Always before when she'd prayed, there'd been uncertainty behind it. She'd sent out her wishes and gratitude hoping they would be heard. But this time to her complete and utter shock there was an immediate connection. She was filled with the unexplainable yet irrefutable knowledge that she was speaking directly to an entity that heard and understood her. Only . . .

Only she was not sure it was God. It was powerful, no doubt about that. But she sensed things about this being, and its attributes were definitely not those she associated with the Almighty. It was close by, for one thing, not an omnipresent force but a specific entity existing within a clearly defined space. For another, it seemed offended somehow, angry, filled with the sorts of petty human emotions that should be beneath a deity. Not that the Lord himself hadn't exhibited the occasional pettiness and petulance from time to time-but that was when he'd been a young God, in the Old Testament, just learning the ropes and trying to figure out the boundaries between himself and his creations.

This thing wasn't young.

She was afraid to stop praying, afraid the connection would be lost. The entity to whom she was talking might not be a god, but she felt safe in its company, protected by her communion with it. And the more she spoke, the more she opened herself and made explicit her fears and wishes, the closer she seemed to come to this awesomely powerful being. She had the impression that it knew who she was, that her coming here had been arranged or somehow preordained, although that made no sense and she could not imagine how she could help, what possible use she could be, what she could bring to the table.

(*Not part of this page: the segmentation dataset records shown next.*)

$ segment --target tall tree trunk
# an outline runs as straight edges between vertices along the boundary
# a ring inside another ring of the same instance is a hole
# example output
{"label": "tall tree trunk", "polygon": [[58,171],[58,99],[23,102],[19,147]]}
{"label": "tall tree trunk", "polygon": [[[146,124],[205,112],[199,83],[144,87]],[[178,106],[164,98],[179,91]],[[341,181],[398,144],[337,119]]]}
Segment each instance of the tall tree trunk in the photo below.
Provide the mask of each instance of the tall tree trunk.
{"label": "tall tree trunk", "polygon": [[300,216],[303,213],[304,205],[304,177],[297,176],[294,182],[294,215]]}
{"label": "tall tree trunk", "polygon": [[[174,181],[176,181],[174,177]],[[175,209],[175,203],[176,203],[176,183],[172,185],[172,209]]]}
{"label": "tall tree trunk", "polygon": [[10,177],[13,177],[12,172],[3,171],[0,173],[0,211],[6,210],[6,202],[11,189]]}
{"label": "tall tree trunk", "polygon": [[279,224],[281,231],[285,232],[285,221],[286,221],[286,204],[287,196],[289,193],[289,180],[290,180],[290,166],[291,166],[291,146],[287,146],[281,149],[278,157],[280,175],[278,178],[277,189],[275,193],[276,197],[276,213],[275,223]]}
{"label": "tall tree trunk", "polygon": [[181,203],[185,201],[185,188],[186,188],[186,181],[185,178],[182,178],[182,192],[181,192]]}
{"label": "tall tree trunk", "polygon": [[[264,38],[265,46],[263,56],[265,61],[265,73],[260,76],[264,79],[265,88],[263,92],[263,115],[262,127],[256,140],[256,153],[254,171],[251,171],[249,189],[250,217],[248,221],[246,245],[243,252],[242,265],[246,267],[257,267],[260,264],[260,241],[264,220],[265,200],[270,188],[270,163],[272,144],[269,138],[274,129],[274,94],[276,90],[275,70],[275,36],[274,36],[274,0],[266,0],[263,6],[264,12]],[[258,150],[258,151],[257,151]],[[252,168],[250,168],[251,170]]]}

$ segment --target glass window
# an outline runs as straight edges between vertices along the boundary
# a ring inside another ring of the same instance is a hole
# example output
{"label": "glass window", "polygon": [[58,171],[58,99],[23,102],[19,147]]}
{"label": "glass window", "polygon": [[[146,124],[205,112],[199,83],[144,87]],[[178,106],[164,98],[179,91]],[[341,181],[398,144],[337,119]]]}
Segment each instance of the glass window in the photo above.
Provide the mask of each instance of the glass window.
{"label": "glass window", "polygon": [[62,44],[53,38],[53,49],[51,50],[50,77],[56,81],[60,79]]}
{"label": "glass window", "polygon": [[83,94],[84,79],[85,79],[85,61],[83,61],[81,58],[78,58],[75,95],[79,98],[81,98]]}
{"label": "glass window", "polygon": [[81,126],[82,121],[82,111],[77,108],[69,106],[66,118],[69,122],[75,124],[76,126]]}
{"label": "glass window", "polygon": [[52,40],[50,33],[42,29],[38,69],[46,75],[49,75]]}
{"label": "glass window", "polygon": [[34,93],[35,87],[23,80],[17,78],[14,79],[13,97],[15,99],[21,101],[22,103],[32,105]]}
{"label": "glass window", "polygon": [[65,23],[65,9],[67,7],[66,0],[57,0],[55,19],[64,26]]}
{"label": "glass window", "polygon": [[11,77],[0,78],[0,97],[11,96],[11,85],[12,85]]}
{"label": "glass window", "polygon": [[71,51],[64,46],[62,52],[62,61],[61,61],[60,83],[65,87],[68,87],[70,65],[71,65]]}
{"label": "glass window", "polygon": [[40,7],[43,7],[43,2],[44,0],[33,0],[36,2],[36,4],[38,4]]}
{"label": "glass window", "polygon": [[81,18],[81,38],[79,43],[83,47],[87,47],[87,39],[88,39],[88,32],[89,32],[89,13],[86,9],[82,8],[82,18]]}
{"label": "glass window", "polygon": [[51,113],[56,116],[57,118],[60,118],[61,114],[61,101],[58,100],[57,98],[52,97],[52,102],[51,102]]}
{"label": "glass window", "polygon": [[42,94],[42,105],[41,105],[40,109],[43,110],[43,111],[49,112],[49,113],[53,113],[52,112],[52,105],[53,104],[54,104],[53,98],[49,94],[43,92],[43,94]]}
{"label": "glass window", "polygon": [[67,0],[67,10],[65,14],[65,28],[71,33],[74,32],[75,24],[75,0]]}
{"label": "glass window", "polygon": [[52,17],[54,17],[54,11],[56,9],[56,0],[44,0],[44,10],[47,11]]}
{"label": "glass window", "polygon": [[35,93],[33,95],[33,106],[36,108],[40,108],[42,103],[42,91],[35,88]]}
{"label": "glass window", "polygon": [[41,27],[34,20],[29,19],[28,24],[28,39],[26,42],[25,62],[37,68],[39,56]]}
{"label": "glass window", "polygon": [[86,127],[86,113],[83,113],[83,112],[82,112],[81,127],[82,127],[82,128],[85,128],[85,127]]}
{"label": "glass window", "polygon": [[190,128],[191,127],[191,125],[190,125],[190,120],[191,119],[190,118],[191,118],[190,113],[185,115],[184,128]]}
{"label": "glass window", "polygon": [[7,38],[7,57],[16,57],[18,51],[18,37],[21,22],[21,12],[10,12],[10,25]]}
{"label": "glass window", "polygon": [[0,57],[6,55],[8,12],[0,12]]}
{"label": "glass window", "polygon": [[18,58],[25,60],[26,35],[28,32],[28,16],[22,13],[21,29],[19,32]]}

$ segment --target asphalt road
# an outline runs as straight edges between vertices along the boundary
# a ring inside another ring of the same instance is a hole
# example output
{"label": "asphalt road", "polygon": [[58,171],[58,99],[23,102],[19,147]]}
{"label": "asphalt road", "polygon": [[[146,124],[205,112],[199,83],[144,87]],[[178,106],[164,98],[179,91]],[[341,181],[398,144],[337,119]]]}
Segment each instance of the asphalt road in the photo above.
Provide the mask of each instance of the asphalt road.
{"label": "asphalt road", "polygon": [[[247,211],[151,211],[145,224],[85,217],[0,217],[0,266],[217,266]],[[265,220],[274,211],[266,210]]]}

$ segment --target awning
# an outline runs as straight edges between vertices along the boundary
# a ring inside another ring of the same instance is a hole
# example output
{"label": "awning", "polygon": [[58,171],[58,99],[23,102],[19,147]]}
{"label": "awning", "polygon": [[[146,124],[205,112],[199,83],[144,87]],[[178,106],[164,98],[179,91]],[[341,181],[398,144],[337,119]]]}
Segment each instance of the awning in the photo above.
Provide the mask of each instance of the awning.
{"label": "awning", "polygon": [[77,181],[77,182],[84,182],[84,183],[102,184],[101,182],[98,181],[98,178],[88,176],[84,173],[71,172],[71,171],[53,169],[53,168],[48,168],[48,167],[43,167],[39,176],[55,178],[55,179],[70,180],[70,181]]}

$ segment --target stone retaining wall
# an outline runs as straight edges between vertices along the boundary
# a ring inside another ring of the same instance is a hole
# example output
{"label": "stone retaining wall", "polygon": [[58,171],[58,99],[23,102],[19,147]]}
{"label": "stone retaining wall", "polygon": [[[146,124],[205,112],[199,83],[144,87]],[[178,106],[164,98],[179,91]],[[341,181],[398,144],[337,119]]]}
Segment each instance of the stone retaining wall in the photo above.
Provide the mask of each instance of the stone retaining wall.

Derek was still hugging her, leaning on her, sobbing and holding her tightly. Her hands were clasped behind his back, her eyes closed as she prayed.

There was movement beneath her feet, accompanied by an audible rumbling, and at that, her eyes snapped open. As a native of Southern California, she'd lived through her share of earthquakes, and those experiences had made her wary and alert to any seismic phenomena, instinctively ready to bolt or seek cover at the first sign of geologic instability. This wasn't an earthquake, though. She knew it immediately. The second her eyes opened, she saw a figure beginning to coalesce from the land surrounding them, elements of earth and sky coming together to form a single beast, as though the substance of each component making up this plain was being drawn particle by particle from its inanimate source by an invisible force and shaped into a monster.

But was it a monster?

It drew itself upward from the ground, rising as tall as a building into the still night air, illuminated by the light of the recently risen moon. It was indeed horrible to look upon, this thing of rock and sand and cloud and brush. Recognizable ingredients had been put together in such a way that the end result was not only unfamiliar but profoundly disturbing. At the same time, she was not afraid of it. She faced the massive figure. There were no arms or legs, but there was very definitely a face. It hovered somewhere in the middle of the thin wavering form: ancient angry eyes, a beak-ish nose, a lipless maw that was at once overlarge and tightly constricted. Yet despite the being's hideous appearance and overwhelming size, she was not really frightened. Awed, yes, but not scared.